Gas separators and dispersers ensure reliable Electric Submersible Pump (ESP) operation by removing free gas from production fluids to prevent gas locking, cavitation, and equipment failure.
Gas separators, dispersers, and combined gas separator-disperser units are engineered to ensure the stable operation of Electrical Submersible Pumps (ESP) when pumping well fluids with high free gas content.
In the oilpatch, a Gas Separator is an indispensable tool for wells with high GOR (Gas-Oil Ratio). It is installed at the pump intake - either replacing the standard intake module or positioned right after it if the separator lacks its own intake screen. The separator uses centrifugal force to spin the gas out of the fluid, venting it into the casing annulus to prevent "gas lock" and ensure steady production.
Dispersers (also known as gas handlers) take a different approach. Instead of venting the gas, they grind and mix the gas bubbles into the fluid, creating a homogenous, fine-grained mixture (gas-liquid emulsion). This allows the pump to handle a GVF (Gas Volume Fraction) of up to 45%–55% without losing prime.
Key Application Breakdown:
- Gas Separator: Use when you need to physically remove free gas from the stream and vent it to the annulus.
- Disperser: Use for moderate gas levels or when high water-cut makes separation less efficient; it prepares the mixture for the pump stages.
- Combined Unit (GSD): The "heavy hitter" for extreme conditions, combining separation and homogenization in one.
- Operating Limits: Standard separators are typically effective up to certain flow rates. For example, if your well produces 3,000 BPD (Barrels Per Day), separation efficiency might drop as fluid velocity increases.

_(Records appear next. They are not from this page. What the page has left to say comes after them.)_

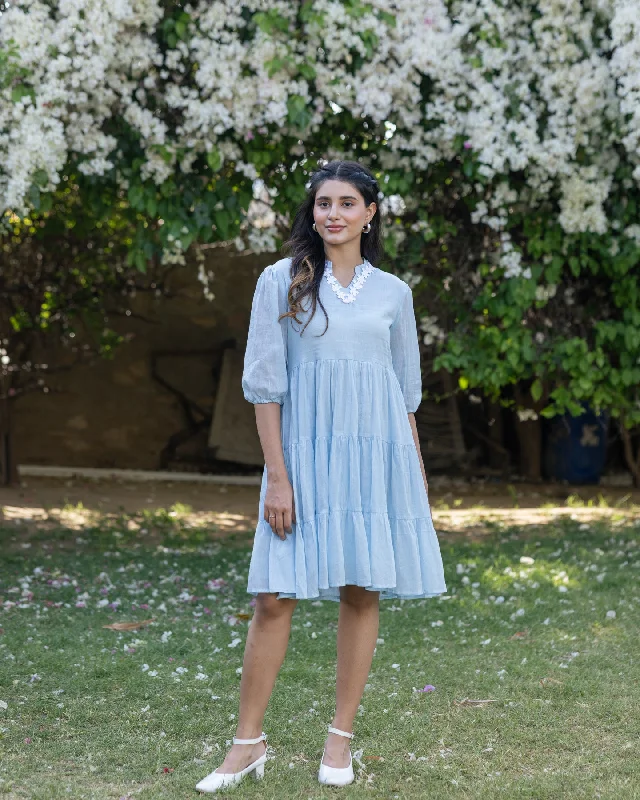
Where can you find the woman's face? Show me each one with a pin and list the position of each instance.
(339, 211)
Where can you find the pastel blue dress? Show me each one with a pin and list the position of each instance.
(362, 510)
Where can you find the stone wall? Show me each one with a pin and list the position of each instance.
(114, 414)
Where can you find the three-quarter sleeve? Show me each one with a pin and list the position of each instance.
(405, 352)
(264, 377)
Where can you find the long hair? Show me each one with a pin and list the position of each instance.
(306, 247)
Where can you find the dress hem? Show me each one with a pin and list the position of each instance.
(325, 593)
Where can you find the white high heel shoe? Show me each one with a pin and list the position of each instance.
(219, 780)
(336, 776)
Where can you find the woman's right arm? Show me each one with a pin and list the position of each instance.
(279, 495)
(265, 383)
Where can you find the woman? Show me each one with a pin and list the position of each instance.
(343, 511)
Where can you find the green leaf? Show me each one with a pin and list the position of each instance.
(536, 390)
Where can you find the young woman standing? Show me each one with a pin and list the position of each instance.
(343, 510)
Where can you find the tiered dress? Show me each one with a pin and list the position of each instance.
(362, 510)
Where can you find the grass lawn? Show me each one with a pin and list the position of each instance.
(541, 622)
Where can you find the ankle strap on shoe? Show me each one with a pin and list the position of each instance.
(262, 736)
(341, 733)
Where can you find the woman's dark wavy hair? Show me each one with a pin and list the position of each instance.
(306, 247)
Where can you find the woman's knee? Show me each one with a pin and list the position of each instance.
(268, 607)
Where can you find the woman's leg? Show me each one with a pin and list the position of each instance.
(357, 634)
(264, 653)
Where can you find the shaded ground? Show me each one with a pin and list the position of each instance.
(519, 683)
(43, 504)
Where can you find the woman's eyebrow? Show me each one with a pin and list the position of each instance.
(342, 197)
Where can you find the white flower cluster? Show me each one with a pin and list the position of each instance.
(548, 90)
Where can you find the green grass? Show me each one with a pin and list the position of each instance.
(88, 717)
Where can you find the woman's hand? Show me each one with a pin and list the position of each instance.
(279, 501)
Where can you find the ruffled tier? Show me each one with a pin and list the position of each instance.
(363, 518)
(334, 397)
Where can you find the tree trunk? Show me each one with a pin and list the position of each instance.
(632, 459)
(529, 437)
(498, 455)
(8, 467)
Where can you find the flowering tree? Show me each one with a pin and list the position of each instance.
(515, 125)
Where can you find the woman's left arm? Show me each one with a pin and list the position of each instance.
(414, 430)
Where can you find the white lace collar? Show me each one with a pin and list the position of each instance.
(348, 294)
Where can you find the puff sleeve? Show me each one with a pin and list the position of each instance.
(405, 352)
(264, 377)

- Dimensions: Always check your clearance. If a separator is 10 feet (3.05 m) long, ensure the wellbore geometry and dogleg severity allow for safe deployment.
Inside the unit, a high-speed rotor spins the well fluid. Because gas is much lighter (less dense) than oil or water, the centrifugal force flings the heavier liquid to the outer walls, while the lighter gas bubbles are forced toward the center (the rotor shaft). From there, the gas is diverted and vented through ports into the casing annulus, while the "gas-free" liquid enters the first stage of the ESP.

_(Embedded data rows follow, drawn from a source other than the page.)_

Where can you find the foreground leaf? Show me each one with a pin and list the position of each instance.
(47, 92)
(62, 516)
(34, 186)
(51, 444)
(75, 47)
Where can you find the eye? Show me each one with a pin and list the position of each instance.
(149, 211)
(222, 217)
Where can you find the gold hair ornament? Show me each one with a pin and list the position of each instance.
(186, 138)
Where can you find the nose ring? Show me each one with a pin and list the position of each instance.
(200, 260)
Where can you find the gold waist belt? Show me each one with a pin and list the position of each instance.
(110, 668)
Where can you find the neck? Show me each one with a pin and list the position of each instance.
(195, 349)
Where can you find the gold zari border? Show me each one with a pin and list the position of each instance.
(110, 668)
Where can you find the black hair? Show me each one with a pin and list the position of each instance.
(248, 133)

The disperser (also known as a gas handler) is designed to grind gas inclusions within the well fluid, creating a homogenous gas-liquid mixture before it enters the intake of the Electrical Submersible Pump.
As the gas-liquid stream passes through the disperser, the mixture becomes more uniform and the gas bubbles are finely broken down. This significantly improves ESP performance by reducing vibration and flow pulsation within the tubing string (production tubing), ensuring the pump operates at its rated efficiency (BEP - Best Efficiency Point).

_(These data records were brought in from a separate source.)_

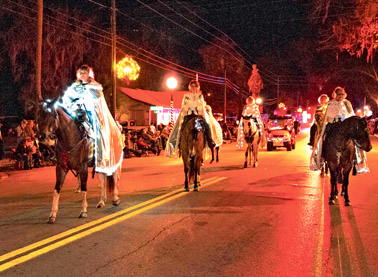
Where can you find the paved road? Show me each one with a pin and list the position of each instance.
(273, 220)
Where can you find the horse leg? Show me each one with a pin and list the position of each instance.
(60, 176)
(333, 187)
(255, 151)
(246, 157)
(102, 179)
(117, 177)
(250, 153)
(345, 187)
(79, 185)
(83, 177)
(186, 169)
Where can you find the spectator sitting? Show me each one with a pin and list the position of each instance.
(144, 146)
(23, 155)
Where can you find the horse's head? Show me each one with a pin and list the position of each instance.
(361, 135)
(46, 119)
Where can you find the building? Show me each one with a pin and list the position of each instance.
(146, 107)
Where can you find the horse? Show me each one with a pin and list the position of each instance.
(73, 153)
(339, 151)
(191, 147)
(252, 138)
(216, 149)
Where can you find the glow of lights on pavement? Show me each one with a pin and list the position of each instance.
(94, 226)
(171, 82)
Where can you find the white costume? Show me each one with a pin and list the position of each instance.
(252, 112)
(336, 111)
(108, 137)
(192, 103)
(216, 129)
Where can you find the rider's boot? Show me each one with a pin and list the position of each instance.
(209, 140)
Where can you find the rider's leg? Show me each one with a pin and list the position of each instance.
(313, 129)
(209, 140)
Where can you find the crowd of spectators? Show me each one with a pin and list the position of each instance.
(29, 153)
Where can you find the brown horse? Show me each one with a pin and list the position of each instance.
(339, 151)
(191, 146)
(252, 137)
(73, 153)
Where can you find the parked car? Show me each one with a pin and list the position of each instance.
(280, 132)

Combined gas separator-disperser (GSD) units are installed at the pump intake in place of a standalone gas separator or disperser.
These units are specifically utilized in wells with exceptionally high GOR (Gas-Oil Ratio), where neither a separator nor a disperser alone can ensure stable operation of the Electrical Submersible Pump.
In the "oilpatch," we deploy these combined tools as a last line of defense. When you’re dealing with extreme gas interference that would typically cause a gas lock even with a standard handler, the GSD steps in to both vent the bulk gas to the casing annulus and homogenize the remaining bubbles before they hit the pump stages.
Application Conditions
Gas separators, dispersers, and combined gas separator-disperser (GSD) units are engineered to operate within the following well fluid parameters:
- Maximum Free Gas Volume Fraction (GVF) at the Intake (%):
- Gas Separators: 55%
- Dispersers: 30%–40%
- Combined GSD Units: 65%
- Fluid Temperature: 248°F (120°C) Note: High-temperature versions available up to 302°F (150°C) upon request.
- Hydrogen Ion Concentration (pH): 5.0–8.5
- Total Suspended Solids (TSS) Concentration: 1.0 g/L
- Solids Microhardness (Mohs Scale): max 7
- Maximum Hydrogen Sulfide (H2S) Concentration: 1.25 g/L
- Maximum Water Cut: 99%
- Maximum Fluid Density: 11.7 lb/gal (1400 kg/m³)
- Maximum Kinematic Viscosity: 1 cSt (1 mm²/s) (at which the unit maintains rated head and efficiency without derating).
In the design of these units, the radial bearing friction pairs are made of tungsten carbide (hard alloy). The thrust bearing (axial support) is constructed from high-grade ceramics. To enhance resistance against hydro-abrasive wear, the head/base components and housing protective sleeves are manufactured from corrosion-resistant stainless steel. The flow path components (stages) are cast from stainless steel and Ni-Resist type cast iron, providing superior corrosion and erosion resistance with a hardness rating of 190–240 HB.
A corrosion-and-wear-resistant version is available for all units to meet specific well conditions.